Zur Beihilfe ist ein geistiger Kontakt zum Haupttäter nicht erforderlich. Ein bloßes Handeln im Hintergrund ohne Wissen des Haupttäters ist ausreichend. Daher ist auch eine Beihilfe durch Unterlassen möglich.
Bei der psychischen Beihilfe ist ein technischer Rat ausreichend. Umstritten ist, ob auch neutrale Handlungen, die berufstypisch sind, umfasst werden können, etwa das Verkaufen von Werkzeugen oder Waffen in einem Laden.
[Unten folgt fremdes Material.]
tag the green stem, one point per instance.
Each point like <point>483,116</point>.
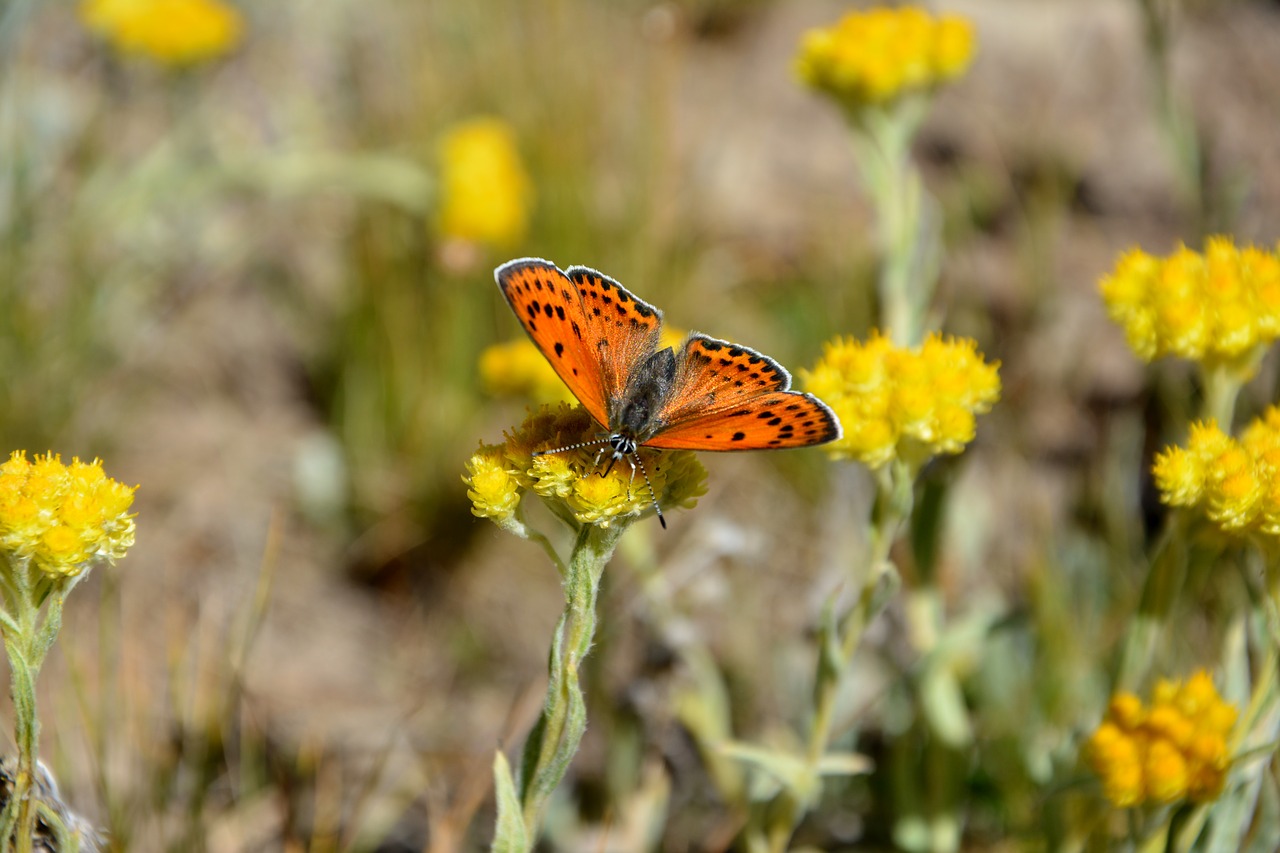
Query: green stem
<point>1159,593</point>
<point>909,243</point>
<point>840,641</point>
<point>558,731</point>
<point>26,642</point>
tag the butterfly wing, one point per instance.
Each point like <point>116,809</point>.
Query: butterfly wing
<point>625,328</point>
<point>727,397</point>
<point>589,327</point>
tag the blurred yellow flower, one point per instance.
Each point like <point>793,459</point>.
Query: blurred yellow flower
<point>519,369</point>
<point>904,404</point>
<point>485,194</point>
<point>874,56</point>
<point>63,518</point>
<point>1221,305</point>
<point>574,483</point>
<point>1235,482</point>
<point>174,32</point>
<point>1170,751</point>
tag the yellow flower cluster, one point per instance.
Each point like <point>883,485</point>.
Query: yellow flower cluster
<point>1174,749</point>
<point>905,404</point>
<point>174,32</point>
<point>1237,482</point>
<point>572,483</point>
<point>485,194</point>
<point>874,56</point>
<point>1214,306</point>
<point>63,518</point>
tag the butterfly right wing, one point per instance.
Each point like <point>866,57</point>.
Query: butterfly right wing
<point>730,397</point>
<point>590,329</point>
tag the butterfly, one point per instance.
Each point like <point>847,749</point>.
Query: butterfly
<point>711,395</point>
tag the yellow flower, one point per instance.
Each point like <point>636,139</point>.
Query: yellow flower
<point>1217,306</point>
<point>517,369</point>
<point>493,487</point>
<point>574,483</point>
<point>874,56</point>
<point>63,518</point>
<point>485,194</point>
<point>174,32</point>
<point>1170,751</point>
<point>1237,483</point>
<point>903,404</point>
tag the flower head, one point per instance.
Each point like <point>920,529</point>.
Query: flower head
<point>63,518</point>
<point>1220,305</point>
<point>1175,748</point>
<point>905,404</point>
<point>574,483</point>
<point>485,194</point>
<point>173,32</point>
<point>874,56</point>
<point>1234,482</point>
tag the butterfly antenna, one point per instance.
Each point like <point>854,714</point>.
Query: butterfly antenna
<point>568,447</point>
<point>653,495</point>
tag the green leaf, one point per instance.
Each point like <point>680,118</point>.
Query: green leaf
<point>510,834</point>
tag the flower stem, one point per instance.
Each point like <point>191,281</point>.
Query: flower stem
<point>26,642</point>
<point>558,731</point>
<point>908,232</point>
<point>839,641</point>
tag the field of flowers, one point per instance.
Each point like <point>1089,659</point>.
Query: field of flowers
<point>316,538</point>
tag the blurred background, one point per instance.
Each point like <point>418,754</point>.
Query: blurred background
<point>256,279</point>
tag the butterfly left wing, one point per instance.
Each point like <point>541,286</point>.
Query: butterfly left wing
<point>552,313</point>
<point>728,397</point>
<point>592,329</point>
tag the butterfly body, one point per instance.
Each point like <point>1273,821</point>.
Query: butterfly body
<point>709,395</point>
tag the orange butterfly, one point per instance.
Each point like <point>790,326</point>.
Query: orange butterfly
<point>711,396</point>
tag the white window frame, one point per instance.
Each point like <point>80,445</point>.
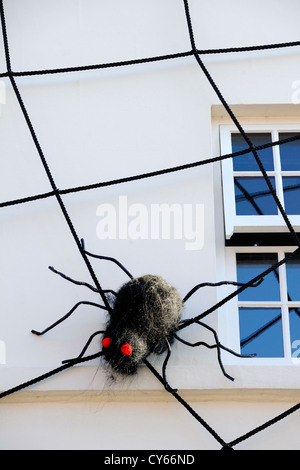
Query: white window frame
<point>254,223</point>
<point>229,316</point>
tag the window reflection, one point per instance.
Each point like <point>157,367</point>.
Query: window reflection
<point>253,196</point>
<point>291,191</point>
<point>247,162</point>
<point>250,265</point>
<point>294,314</point>
<point>261,331</point>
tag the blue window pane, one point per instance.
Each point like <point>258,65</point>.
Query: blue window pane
<point>295,331</point>
<point>291,191</point>
<point>261,332</point>
<point>247,162</point>
<point>250,265</point>
<point>289,153</point>
<point>293,278</point>
<point>253,196</point>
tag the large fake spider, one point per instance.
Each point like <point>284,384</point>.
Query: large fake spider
<point>144,318</point>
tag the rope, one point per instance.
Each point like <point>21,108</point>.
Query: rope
<point>129,179</point>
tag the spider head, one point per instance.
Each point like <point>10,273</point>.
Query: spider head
<point>124,351</point>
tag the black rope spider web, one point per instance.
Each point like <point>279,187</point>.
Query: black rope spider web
<point>58,193</point>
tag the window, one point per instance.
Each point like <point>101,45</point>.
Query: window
<point>248,203</point>
<point>269,314</point>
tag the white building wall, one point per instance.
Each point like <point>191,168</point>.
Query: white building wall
<point>100,125</point>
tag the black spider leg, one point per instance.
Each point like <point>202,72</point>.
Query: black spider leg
<point>217,345</point>
<point>75,359</point>
<point>62,319</point>
<point>164,368</point>
<point>107,258</point>
<point>83,302</point>
<point>221,283</point>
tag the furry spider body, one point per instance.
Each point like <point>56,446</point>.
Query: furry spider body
<point>145,317</point>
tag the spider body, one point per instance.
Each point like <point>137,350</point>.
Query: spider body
<point>145,317</point>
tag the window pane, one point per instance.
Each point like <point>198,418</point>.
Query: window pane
<point>295,331</point>
<point>261,332</point>
<point>291,191</point>
<point>250,265</point>
<point>253,196</point>
<point>289,153</point>
<point>247,162</point>
<point>293,278</point>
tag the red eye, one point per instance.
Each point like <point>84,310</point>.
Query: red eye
<point>106,342</point>
<point>126,349</point>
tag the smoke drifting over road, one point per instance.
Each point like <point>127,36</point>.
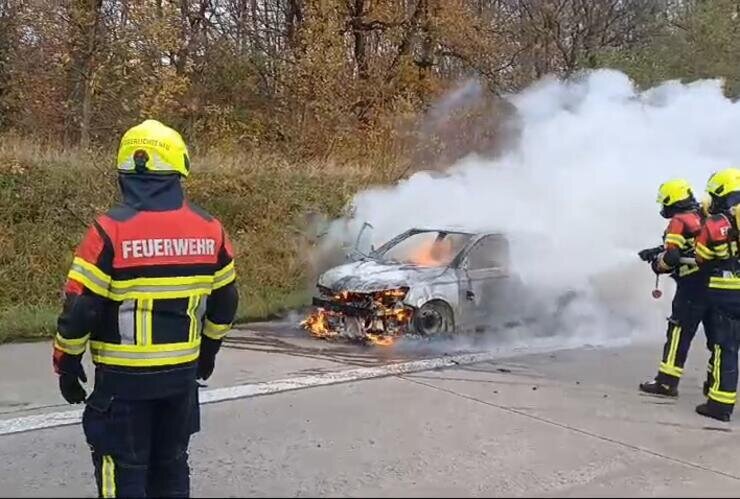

Ein Teil der Rechtsprechung und Literatur bewertet dies anhand des Kriteriums des erlaubten Risikos. Das Verhalten soll im strafbaren Bereich sein, wenn das erlaubte Risiko durch die Hilfeleistenden überschritten wird, ansonsten sei die objektive Zurechnung nicht gegeben. Der überwiegende Teil der Rechtsprechung arbeitet mit dem Kriterium der „Förderung eines erkennbar Tatgeneigten“ und stellen auf ein hinreichendes Wissen des Hilfeleistenden hinsichtlich der Tatbegehung ab. Wie auch bei der Anstiftung muss ein doppelter Vorsatz hinsichtlich des Erfolgs der Haupttat als auch bezüglich des Hilfeleistens vorliegen.
Unterscheidung
Die Anstiftung ist das Hervorrufen des Tatentschlusses. Im Gegensatz dazu wird bei der Beihilfe eine Haupttat gefördert, zu der bereits ein Tatentschluss vorlag. Die Beihilfe muss auch nicht kausal zur Haupttat sein, wohingegen jede Form der psychischen Beeinflussung eine Anstiftung sein kann. Nach herrschender Meinung muss bei der Anstiftung zumindest ein geistiger Kontakt mit Willensbeeinflussung stattfinden. Bei der Beihilfe reichen auch Alltagshandlungen aus. Dabei ist auch kein geistiger Kontakt erforderlich. Hier ist allerdings auch eine psychische Stärkung ausreichend. Der Versuch der Beihilfe ist nicht strafbar, der Versuch der Anstiftung hingegen schon, wenn der Anstiftervorsatz hinreichend konkretisiert und vorbehaltlos ist, siehe Umkehrschluss aus §30 StGB. Anstiftung und Beihilfe können in der Klausur anhand dieser Kriterien gut unterschieden werden!